ONNX runtime result differs from int8 quantized pytorch model

Description

A clear and concise description of the bug or issue.

Environment

TensorRT Version: 8.2.06
GPU Type: RTX2080
Nvidia Driver Version: 470.86
CUDA Version: 11.4
CUDNN Version: 8.2.4
Operating System + Version: Ubuntu18.04
Python Version (if applicable): 3.7
PyTorch Version (if applicable): 1.9

DepthNet code.txt (7.2 KB)
onnx_creation.txt (3.2 KB)
finetuned_quantized_depthnet.pt (10.4 MB)
quantized_depthnet.onnx (7.3 MB)

Hello,

I’m having problems with exporting the int8 quantized models (with Nvidia’s pytorch-quantization toolkit) to ONNX.
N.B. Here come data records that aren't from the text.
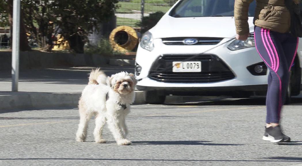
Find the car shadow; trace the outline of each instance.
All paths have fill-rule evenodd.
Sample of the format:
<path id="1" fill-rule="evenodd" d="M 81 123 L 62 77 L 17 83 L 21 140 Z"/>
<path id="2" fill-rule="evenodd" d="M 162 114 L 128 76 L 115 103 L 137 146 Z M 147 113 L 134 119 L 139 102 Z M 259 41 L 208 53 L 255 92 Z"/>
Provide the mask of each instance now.
<path id="1" fill-rule="evenodd" d="M 265 106 L 266 98 L 260 97 L 253 98 L 229 98 L 213 100 L 212 101 L 204 101 L 200 102 L 186 103 L 165 103 L 166 106 Z M 290 103 L 287 105 L 302 105 L 301 99 L 300 98 L 292 98 Z"/>

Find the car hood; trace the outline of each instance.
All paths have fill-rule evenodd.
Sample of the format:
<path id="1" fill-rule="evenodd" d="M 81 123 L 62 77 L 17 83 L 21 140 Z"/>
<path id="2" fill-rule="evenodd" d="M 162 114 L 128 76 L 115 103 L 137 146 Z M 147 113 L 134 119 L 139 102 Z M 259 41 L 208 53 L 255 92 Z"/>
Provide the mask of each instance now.
<path id="1" fill-rule="evenodd" d="M 253 32 L 253 18 L 249 17 L 250 31 Z M 233 17 L 175 18 L 166 15 L 149 30 L 154 39 L 173 37 L 233 38 L 236 35 Z"/>

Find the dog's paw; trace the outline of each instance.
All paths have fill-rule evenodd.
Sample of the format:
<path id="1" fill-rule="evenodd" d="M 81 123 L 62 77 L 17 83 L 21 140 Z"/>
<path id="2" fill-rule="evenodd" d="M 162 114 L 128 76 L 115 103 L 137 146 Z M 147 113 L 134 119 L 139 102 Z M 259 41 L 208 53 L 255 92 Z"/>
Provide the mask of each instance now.
<path id="1" fill-rule="evenodd" d="M 106 140 L 103 139 L 98 139 L 95 140 L 95 143 L 98 144 L 104 144 L 106 143 Z"/>
<path id="2" fill-rule="evenodd" d="M 119 140 L 117 142 L 117 143 L 118 145 L 131 145 L 132 142 L 129 140 L 124 139 Z"/>
<path id="3" fill-rule="evenodd" d="M 85 142 L 85 138 L 79 138 L 78 137 L 76 138 L 76 141 L 77 142 Z"/>

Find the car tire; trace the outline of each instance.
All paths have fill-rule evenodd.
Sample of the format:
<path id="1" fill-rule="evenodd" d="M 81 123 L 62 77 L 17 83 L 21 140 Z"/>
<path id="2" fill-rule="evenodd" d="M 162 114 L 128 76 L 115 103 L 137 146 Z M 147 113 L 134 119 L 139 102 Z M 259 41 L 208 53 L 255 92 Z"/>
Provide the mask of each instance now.
<path id="1" fill-rule="evenodd" d="M 162 104 L 164 103 L 165 99 L 165 96 L 159 95 L 156 91 L 147 91 L 146 94 L 147 104 Z"/>

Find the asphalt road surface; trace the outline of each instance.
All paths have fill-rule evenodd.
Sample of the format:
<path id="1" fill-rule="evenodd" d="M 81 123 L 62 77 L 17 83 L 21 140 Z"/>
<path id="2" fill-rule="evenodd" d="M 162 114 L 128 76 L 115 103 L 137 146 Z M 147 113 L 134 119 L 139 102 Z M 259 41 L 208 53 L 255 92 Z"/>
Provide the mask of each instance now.
<path id="1" fill-rule="evenodd" d="M 262 141 L 263 99 L 132 106 L 133 144 L 75 141 L 77 109 L 0 114 L 0 165 L 302 165 L 302 103 L 284 106 L 282 124 L 293 142 Z"/>

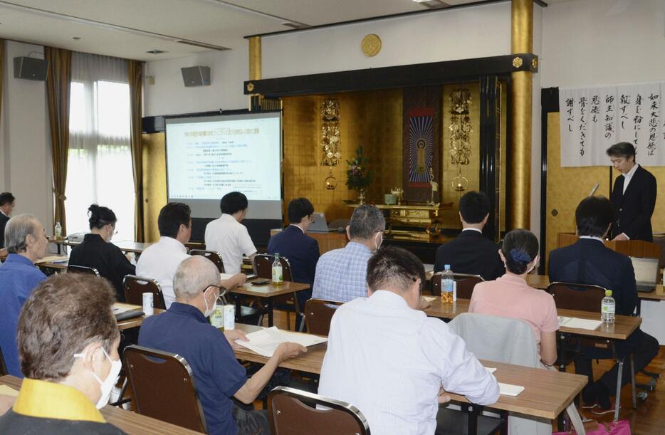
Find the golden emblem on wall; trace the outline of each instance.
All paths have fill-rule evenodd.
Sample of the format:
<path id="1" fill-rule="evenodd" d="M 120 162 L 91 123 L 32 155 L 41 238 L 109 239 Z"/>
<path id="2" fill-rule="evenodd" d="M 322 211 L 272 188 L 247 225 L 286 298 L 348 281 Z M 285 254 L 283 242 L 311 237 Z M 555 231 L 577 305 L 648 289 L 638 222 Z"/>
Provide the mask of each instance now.
<path id="1" fill-rule="evenodd" d="M 381 51 L 381 38 L 374 33 L 367 35 L 360 43 L 360 48 L 365 56 L 370 58 L 375 56 Z"/>

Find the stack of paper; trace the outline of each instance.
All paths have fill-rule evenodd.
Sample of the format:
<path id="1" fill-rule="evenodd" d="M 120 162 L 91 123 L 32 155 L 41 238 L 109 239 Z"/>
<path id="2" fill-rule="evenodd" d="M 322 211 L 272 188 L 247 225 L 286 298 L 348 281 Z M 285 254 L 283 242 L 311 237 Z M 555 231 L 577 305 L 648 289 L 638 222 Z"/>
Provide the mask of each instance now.
<path id="1" fill-rule="evenodd" d="M 328 341 L 328 338 L 325 337 L 289 332 L 280 330 L 276 326 L 247 334 L 246 337 L 249 341 L 236 340 L 236 342 L 268 358 L 273 356 L 280 343 L 291 342 L 308 347 Z"/>
<path id="2" fill-rule="evenodd" d="M 586 329 L 595 330 L 602 325 L 601 320 L 591 320 L 588 319 L 578 319 L 577 318 L 559 317 L 559 326 L 576 329 Z"/>

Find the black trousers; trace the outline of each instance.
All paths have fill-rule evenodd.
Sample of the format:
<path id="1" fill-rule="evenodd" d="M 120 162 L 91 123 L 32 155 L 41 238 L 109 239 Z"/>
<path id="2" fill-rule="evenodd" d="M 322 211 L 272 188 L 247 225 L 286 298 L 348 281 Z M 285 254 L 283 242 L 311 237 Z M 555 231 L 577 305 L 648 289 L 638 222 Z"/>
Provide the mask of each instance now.
<path id="1" fill-rule="evenodd" d="M 246 411 L 236 405 L 233 409 L 234 419 L 238 426 L 238 435 L 268 435 L 270 434 L 270 421 L 268 411 Z"/>
<path id="2" fill-rule="evenodd" d="M 637 335 L 634 337 L 634 335 Z M 634 332 L 627 340 L 627 342 L 617 341 L 614 347 L 619 357 L 625 357 L 623 370 L 622 371 L 621 385 L 623 387 L 630 382 L 630 359 L 629 355 L 634 355 L 635 372 L 638 372 L 658 355 L 658 340 L 646 334 L 640 330 Z M 575 359 L 575 373 L 589 377 L 587 385 L 593 384 L 593 360 L 607 360 L 612 358 L 612 349 L 602 349 L 598 347 L 585 347 L 582 353 Z M 599 382 L 607 387 L 608 391 L 614 395 L 617 391 L 617 378 L 619 376 L 619 365 L 614 365 L 608 371 L 603 373 Z"/>

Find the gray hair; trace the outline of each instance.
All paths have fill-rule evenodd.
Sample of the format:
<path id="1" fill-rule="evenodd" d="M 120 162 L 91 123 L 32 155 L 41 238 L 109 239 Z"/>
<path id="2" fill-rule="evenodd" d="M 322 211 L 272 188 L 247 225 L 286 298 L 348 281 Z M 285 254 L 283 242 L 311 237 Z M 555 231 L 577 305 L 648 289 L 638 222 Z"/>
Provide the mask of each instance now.
<path id="1" fill-rule="evenodd" d="M 386 229 L 386 219 L 375 206 L 362 204 L 356 207 L 351 216 L 349 235 L 351 239 L 367 240 L 377 231 Z"/>
<path id="2" fill-rule="evenodd" d="M 25 252 L 28 248 L 26 239 L 29 234 L 37 237 L 39 221 L 27 213 L 17 214 L 7 221 L 4 229 L 4 246 L 10 253 Z"/>
<path id="3" fill-rule="evenodd" d="M 191 299 L 210 285 L 219 285 L 219 271 L 208 258 L 193 256 L 180 263 L 173 277 L 177 298 Z"/>

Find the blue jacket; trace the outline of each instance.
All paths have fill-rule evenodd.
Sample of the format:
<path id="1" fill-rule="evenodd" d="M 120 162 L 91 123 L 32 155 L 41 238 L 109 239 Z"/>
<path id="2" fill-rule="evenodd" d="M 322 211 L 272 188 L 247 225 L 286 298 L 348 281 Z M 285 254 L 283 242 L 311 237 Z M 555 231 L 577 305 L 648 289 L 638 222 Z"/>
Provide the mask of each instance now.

I followed the Basic Functionalities — pytorch-quantization master documentation and exported the ONNX file successfully.

However, when I use the inference on the pytorch quantized model and compare to the result of the onnxruntime I receive totally different results.

I attach the DepthNet code.txt where the forward function of the model is described, the onnx_creation.txt where the code of creation of ONNX file is described and the comparison between the result of pytorch and onnxruntime.

The original pytorch quantized model and its exported onnx is also attached.

Thank you,
Alex.

Hi,
Request you to share the ONNX model and the script if not shared already so that we can assist you better.
Alongside you can try few things:

  1. validating your model with the below snippet

check_model.py

import sys
import onnx
filename = yourONNXmodel
model = onnx.load(filename)
onnx.checker.check_model(model).
2) Try running your model with trtexec command.
https://github.com/NVIDIA/TensorRT/tree/master/samples/opensource/trtexec
In case you are still facing issue, request you to share the trtexec “”–verbose"" log for further debugging
Thanks!

Hello, the ONNX file is attached (quantized_depthnet.onnx).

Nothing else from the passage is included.